Lets not obfuscate the topic with totally worthless, yet emotionally charge, concepts of no value here.

Peterff wrote:
... So no, you may think I am wrong, and that Apaflo is correct. I think that you are both wrong, but does it actually matter?

We're only talking about data files here and how to categorize them, it is still a philosophical and not a technical question.

There is no philosophical question. It is purely technical. And yes it does actually matter if, and only if, a person actually wants to work with sensors, raw sensor data, and the software that processes raw sensor data. Obviously most photographers have little to no interest, and for them it makes no difference. To the engineers designing sensors or various devices that use sensors, whether it be cameras or something else, and to the software engineers that develop programs to work with the data, it is absolutely a requirement to fully grasp the differences.

Peterff wrote:
The philosophical question is when does visual data become an image, at what stage of processing? I don't think that we have an agreed answer on that, and frankly I don't really think we need one to discuss the relative merits of raw versus other things.

That is not philosophical, but a pretty simple technical question. And one that I've answered more than once in this thread already.
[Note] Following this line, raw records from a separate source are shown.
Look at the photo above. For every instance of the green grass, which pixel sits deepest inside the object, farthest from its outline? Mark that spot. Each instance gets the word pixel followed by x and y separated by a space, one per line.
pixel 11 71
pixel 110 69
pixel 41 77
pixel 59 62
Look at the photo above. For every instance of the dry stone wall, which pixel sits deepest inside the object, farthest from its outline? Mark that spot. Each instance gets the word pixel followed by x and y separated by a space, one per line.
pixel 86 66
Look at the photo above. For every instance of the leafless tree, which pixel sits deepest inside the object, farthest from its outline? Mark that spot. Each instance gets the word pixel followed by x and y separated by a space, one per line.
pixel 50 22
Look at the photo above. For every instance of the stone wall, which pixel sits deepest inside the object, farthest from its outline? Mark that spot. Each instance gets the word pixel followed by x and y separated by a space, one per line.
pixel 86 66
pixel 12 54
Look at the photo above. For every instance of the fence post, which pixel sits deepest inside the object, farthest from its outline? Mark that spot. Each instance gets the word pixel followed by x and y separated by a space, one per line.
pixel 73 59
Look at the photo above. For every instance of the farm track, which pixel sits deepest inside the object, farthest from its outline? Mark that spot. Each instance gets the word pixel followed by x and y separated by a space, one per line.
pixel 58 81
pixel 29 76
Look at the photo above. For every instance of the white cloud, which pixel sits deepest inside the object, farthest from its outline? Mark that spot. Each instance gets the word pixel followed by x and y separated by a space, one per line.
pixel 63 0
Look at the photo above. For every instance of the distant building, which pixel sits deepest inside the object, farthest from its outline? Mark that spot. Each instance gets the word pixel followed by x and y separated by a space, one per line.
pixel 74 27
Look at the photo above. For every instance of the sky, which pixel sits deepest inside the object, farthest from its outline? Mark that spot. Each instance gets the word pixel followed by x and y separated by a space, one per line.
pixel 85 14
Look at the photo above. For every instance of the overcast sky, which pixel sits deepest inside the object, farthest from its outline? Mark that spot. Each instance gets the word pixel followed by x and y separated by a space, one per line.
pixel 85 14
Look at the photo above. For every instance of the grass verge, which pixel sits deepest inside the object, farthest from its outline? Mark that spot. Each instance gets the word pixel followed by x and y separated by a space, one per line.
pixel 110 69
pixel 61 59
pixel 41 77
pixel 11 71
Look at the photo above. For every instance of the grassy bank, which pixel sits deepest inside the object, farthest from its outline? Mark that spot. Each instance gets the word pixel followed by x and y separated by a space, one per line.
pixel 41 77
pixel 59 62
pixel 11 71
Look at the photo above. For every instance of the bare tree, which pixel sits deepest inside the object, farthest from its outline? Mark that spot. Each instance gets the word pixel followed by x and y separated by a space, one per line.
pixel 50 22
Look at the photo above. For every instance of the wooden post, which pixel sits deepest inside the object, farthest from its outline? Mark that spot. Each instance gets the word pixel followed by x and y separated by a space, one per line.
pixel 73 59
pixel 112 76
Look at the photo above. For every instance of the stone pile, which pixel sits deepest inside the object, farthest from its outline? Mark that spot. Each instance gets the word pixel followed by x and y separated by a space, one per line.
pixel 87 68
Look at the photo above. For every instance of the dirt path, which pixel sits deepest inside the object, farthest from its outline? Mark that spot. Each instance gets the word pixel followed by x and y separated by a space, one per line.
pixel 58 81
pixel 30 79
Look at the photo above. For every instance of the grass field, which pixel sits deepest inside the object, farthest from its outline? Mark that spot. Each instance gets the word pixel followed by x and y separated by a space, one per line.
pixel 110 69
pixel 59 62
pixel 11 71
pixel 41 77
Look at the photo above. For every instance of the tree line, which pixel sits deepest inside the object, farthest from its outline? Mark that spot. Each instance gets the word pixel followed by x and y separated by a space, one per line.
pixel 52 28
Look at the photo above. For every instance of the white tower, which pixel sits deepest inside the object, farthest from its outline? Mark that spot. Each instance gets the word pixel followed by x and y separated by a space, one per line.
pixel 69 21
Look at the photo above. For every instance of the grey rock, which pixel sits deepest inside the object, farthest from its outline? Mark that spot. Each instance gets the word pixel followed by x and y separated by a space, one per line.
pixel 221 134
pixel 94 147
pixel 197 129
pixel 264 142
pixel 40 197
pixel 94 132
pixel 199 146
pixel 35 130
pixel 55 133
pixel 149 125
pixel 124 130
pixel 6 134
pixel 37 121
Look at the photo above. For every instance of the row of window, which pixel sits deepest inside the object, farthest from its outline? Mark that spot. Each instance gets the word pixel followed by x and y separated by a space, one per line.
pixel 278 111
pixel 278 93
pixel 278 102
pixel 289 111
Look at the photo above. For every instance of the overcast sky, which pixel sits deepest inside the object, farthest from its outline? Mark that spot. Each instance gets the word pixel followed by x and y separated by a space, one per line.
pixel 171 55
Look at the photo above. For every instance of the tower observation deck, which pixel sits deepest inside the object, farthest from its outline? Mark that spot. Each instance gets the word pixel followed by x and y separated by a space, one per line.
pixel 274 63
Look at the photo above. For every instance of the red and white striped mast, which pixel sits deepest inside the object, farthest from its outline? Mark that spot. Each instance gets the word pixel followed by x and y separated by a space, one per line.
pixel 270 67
Sensor data does not define characteristics of an image, such as color, brightness, and location. Image data does that. For example, if a sensor has 2000x3000 sensor sites, the one that is at 1400x2000 has what relationship to the pixel in an image produced from that data located at 1400x2000? It does not define any of color, brightness nor location. If the value for that byte of data is changed in the sensor data it affects, to at least some degree, probably several dozens of pixels in any image produced from that data. And in reverse, for the pixel at 1400x2000 in any image produced there are perhaps anywhere from 9 to 64 data locations on the sensor that affect the color and intensity of that pixel. The effect however is not preset, it need not be the same each time the process is done for the process to be called correct. That differs from pixel data that is either processed correctly or there is a measurable error.

Peterff wrote:
Bring forth the zealots and heretics, and tie them to their stakes. I'll happily throw fuel upon the fires!

Let's skip fueling fires and put some light on the subject instead. Which is to say that if you are not willing to learn, I'm not willing to discuss it further.